J Res Med Sci. 2024 Mar 29;29:18. doi: 10.4103/jrms.jrms_318_23. eCollection 2024.
This guideline is the first Iranian guideline developed for the diagnosis, management, and treatment of hyperlipidemia in adults. The members of the guideline developing group (GDG) selected 9 relevant clinical questions and provided recommendations or suggestions to answer them based on the latest scientific evidence. Recommendations include the low-density lipoprotein cholesterol (LDL-C) threshold for starting drug treatment in adults lacking comorbidities was determined to be over 190 mg/dL and the triglyceride (TG) threshold had to be >500 mg/dl. In addition to perform fasting lipid profile tests at the beginning and continuation of treatment, while it was suggested to perform cardiovascular diseases (CVDs) risk assessment using valid Iranian models. Some recommendations were also provided on lifestyle modification as the first therapeutic intervention. Statins were recommended as the first line of drug treatment to reduce LDL-C, and if its level was high despite the maximum allowed or maximum tolerated drug treatment, combined treatment with ezetimibe, proprotein convertase subtilisin/kexin type 9 inhibitors, or bile acid sequestrants was suggested. In adults with hypertriglyceridemia, pharmacotherapy with statin or fibrate was recommended. The target of drug therapy in adults with increased LDL-C without comorbidities and risk factors was considered an LDL-C level of <130 mg/dl, and in adults with increased TG without comorbidities and risk factors, TG levels of <200 mg/dl. In this guideline, specific recommendations and suggestions were provided for the subgroups of the general population, such as those with CVD, stroke, diabetes, chronic kidney disease, elderly, and women.

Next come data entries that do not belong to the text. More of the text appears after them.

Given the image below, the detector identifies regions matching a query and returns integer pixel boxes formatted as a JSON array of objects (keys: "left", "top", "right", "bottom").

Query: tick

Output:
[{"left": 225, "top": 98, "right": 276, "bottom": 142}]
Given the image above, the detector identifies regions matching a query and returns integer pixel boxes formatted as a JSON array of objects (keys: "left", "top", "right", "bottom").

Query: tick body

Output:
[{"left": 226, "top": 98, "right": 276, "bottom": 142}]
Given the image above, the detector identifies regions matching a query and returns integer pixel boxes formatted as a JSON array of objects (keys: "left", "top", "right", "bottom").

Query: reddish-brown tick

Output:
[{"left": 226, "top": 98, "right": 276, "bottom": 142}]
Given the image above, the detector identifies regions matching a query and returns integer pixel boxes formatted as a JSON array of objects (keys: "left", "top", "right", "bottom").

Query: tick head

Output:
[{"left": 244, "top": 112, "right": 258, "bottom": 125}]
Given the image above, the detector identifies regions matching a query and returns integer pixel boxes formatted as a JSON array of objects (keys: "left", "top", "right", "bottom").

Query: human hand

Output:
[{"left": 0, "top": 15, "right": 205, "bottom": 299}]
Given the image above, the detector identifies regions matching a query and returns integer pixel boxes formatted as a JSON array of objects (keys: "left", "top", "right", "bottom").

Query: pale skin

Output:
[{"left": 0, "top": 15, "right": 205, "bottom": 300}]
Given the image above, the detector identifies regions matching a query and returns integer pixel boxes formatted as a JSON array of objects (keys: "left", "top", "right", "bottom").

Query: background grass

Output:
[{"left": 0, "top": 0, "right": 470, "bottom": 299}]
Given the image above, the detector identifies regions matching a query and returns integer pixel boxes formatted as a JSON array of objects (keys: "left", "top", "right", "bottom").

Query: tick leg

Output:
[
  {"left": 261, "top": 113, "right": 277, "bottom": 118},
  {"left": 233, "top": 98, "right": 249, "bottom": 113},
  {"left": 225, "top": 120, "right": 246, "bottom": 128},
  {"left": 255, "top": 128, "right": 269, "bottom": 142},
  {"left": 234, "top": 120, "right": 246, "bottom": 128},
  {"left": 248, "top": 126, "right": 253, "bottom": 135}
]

本指南是伊朗首部针对成人高脂血症的诊断、管理和治疗制定的指南。指南制定小组(GDG)成员选取了9个相关临床问题,并根据最新科学证据提供了回答这些问题的建议。建议包括:确定无合并症的成人开始药物治疗的低密度脂蛋白胆固醇(LDL-C)阈值为超过190mg/dL,甘油三酯(TG)阈值须>500mg/dl。除了在治疗开始和持续期间进行空腹血脂检测外,还建议使用有效的伊朗模型进行心血管疾病(CVD)风险评估。还针对作为首要治疗干预措施的生活方式改变提供了一些建议。推荐他汀类药物作为降低LDL-C的一线药物治疗,若尽管采用了最大允许剂量或最大耐受剂量的药物治疗,其水平仍很高,则建议联合依折麦布、前蛋白转化酶枯草溶菌素/kexin 9型抑制剂或胆汁酸螯合剂治疗。对于高甘油三酯血症成人,推荐使用他汀类药物或贝特类药物进行药物治疗。无合并症和危险因素的LDL-C升高成人的药物治疗目标被认为是LDL-C水平<130mg/dl,无合并症和危险因素的TG升高成人的TG水平<200mg/dl。本指南针对一般人群的亚组,如患有CVD、中风、糖尿病、慢性肾病的人群、老年人和女性,提供了具体的建议。